I don’t see anything controversial about this and I assume this is how tax law is interpreted and enforced globally.

It should be noted that such cases are usually lost by the authority - that is, the courts do usually not find the tax authority could prove that the interest rate wasn’t a normal rate based on market rates and risk. I don’t think that’s a problem, but I think it’s important that this is how it works.

It's more complicated than that.

A few percent here or there is all it takes to make a company unprofitable. Most companies don't have huge margins even when they're not trying to reduce them on purpose. You don't need the rate to be higher by a lot, only a little.

And then there is the principal. If you want profits in a jurisdiction, the entity there can get cash by e.g. selling its shares to the parent, which it then has without having to pay interest on. If you don't want profits there, the parent pays nothing (or some nominal amount) for shares and the subsidiary borrows all of its capital, which it then has to pay interest on at prevailing rates which may by itself exceed its profits indefinitely.

And loans are far from the only opportunity for this sort of thing. Pay slightly more for COGS to a sister company and you make significantly less profit, because a small percentage of gross is a large percentage of net.

One percent here, two percent there and soon a 10% margin is -0.1%.

What causes this is trying to tax something (profit) which is independent of any specific activity or jurisdiction. If a company makes phones and sells them, there is no principled reason why a certain percentage of the profit should go to the place where the phone is manufactured vs. designed vs. sold vs. the residence of the investor(s). If your jurisdiction is the one where they're sold but not manufactured or designed etc. and you want to tax that, the bleeding obvious way to do it is with VAT or some similar product/service tax. Trying to contort income tax into that shape is silly and just provides more opportunities for lawyers and accountants to find new loopholes.

Yours is a very well reasoned argument.
We already have rules requiring that! So what's the content of your proposal?
My parent post was a description of how we already have “arbitrary judgement” - so my previous suggestions to e.g tax income based on share of revenue in a jurisdiction would be arbitrary but no more arbitrary than what we already have.
The usual solution is a "General anti-avoidance rule" (GAAR). This doesn't get into the intent of the tax law, only into the intent of the business action. If there would be a simpler, more natural, and otherwise cheaper way to do it, but it's been done a particular way to avoid tax, then it's unlawful.
This seems kind of like the "What is / isn't gerrymandering?" problem.
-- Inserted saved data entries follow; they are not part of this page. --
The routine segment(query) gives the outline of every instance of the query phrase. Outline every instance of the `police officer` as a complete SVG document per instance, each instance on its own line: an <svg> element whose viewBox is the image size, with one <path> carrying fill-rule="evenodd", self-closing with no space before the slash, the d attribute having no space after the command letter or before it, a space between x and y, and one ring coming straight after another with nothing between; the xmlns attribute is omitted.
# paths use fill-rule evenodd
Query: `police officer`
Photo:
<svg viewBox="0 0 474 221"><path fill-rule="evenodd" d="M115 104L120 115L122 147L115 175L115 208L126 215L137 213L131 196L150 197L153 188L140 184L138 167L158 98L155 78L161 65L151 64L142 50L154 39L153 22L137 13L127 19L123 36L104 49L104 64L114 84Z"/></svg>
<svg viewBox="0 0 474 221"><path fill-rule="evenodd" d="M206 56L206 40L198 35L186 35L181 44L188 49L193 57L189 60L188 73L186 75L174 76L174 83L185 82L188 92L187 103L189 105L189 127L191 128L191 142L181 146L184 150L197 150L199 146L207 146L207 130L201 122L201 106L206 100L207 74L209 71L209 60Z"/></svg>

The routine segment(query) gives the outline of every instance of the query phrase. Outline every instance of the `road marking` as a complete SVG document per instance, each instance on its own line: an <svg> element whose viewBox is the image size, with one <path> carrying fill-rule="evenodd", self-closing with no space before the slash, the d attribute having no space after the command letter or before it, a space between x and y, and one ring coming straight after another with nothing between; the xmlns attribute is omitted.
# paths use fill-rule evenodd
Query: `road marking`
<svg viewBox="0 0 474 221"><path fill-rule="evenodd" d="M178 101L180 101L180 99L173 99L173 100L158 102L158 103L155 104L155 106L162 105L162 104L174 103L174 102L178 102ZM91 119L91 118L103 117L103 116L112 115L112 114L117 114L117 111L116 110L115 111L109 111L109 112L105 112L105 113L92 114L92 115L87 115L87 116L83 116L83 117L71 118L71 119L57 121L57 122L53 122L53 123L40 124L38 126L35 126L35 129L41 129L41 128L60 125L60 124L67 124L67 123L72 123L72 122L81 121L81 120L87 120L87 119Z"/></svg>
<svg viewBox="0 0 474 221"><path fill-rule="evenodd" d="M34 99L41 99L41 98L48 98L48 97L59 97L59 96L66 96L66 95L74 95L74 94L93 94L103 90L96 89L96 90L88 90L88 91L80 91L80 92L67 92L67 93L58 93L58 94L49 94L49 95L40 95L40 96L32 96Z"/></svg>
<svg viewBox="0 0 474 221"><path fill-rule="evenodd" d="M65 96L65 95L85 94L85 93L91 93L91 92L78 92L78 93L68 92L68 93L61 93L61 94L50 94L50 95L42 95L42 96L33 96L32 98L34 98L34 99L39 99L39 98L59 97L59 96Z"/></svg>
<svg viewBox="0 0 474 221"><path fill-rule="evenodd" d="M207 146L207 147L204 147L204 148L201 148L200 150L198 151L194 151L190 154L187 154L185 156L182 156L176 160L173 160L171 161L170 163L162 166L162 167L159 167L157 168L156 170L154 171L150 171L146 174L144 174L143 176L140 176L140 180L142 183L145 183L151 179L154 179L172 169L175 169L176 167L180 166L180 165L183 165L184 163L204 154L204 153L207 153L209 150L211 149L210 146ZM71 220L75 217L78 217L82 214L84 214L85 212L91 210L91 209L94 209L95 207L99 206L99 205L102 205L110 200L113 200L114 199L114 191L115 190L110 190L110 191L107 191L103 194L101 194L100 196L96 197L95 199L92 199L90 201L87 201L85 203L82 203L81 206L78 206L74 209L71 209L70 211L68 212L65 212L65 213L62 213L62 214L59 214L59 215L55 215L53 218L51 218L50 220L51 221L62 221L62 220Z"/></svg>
I am not an accountant, but couldn't most corporate structures be reimagined by taxing authorities as an idealized "single company"?

Then calculate the difference between taxes that would be owed by that company vs the actual structure?

If there's a statistically significant discrepancy, require the company to provide a rationale. Or pay some penalty.

I wonder how well that would work for intangibles like branding, patents, or copyright - all three are artificial and can essentially be charged for arbitrarily and the company value is what provides their worth.

I suspect it would be easier to have a subsidiary rate rule - they may charge percentage either net or gross but not expenses for any IP including required external salaries but even that probably has loopholes or inviabilities.

I don't think it is unheard of to have a judge interpret the intention of a law.